Homework Equations: I have the properties of derivatives below, but not sure they help me here.

https://www.physicsforums.com/attachments/249865https://www.physicsforums.com/attachments/249865

[Moderator's note: Moved from a homework forum to answer conceptional question.]

 

[fresh_42]

You have a parameterization of a vector here, i.e. a function $u\, : \,\mathbb{R}\longrightarrow \mathbb{R}^3\,.$ We want to know the differential according to the one real parameter $t$.
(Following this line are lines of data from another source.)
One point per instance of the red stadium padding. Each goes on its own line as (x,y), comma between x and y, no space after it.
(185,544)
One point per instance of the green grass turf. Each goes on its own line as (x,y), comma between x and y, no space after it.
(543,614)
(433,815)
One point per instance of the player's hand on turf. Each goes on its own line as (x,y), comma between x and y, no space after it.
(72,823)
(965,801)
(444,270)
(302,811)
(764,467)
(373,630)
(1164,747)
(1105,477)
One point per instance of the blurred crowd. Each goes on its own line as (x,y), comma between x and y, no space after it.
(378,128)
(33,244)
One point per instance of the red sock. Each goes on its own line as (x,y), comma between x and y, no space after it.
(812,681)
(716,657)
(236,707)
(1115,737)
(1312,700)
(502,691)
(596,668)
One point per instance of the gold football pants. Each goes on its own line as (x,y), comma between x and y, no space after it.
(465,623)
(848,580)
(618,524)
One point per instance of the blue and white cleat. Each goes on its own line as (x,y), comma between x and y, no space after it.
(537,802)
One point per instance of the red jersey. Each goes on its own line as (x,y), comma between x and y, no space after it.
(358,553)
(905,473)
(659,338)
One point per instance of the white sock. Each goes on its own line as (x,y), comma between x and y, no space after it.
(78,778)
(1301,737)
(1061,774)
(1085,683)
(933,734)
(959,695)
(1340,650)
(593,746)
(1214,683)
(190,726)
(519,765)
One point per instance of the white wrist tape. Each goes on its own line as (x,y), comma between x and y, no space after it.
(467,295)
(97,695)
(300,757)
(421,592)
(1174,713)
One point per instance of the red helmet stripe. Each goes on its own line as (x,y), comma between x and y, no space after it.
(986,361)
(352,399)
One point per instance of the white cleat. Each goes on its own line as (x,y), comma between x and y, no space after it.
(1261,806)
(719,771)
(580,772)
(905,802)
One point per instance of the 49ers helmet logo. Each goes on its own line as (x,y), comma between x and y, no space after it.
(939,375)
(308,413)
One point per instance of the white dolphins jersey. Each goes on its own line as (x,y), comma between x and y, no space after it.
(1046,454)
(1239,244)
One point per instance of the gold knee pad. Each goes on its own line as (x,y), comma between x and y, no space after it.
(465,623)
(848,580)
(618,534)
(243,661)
So first write down what $u(3t^2)$ is and simply differentiate it componentwise, since
$$
u(t)=t^3\,\mathbf{i} -2t \,\mathbf{j} -2\,\mathbf{k} = \begin{bmatrix}t^3\\-2t\\-2\end{bmatrix}
$$

 

[HallsofIvy]

One thing that complicates this is that you are using the same variable, t, in two different places. If I am reading this correctly, you have the vector function u(t)= t^3\vec{i}- 2t\vec{j}- 2\vec{k} but then you are asked to differentiate u(s^2) with respect to s (I have used "s" rather than "t" here because it is not the same variable as "t" in the definition of u).
There are two ways you can do that. One is to simply replace "t" with "s^2": u(s^2)= (s^2)^3\vec{i}- 2(s^2)\vec{j}- 2\vec{k}= s^6\vec{i}- 4s^2\vec{j}- 2\vec{k}. Differentiate that with respect to t: 6s^5\vec{i}- 8s\vec{J}. The other way is to use the chain rule: \frac{d\vec{u}}{ds}= \frac{d\vec{u}}{dt}\frac{dt}{du}= (3t^2\vec{i}- 2\vec{j})(2s), Do you see that those give the same answer?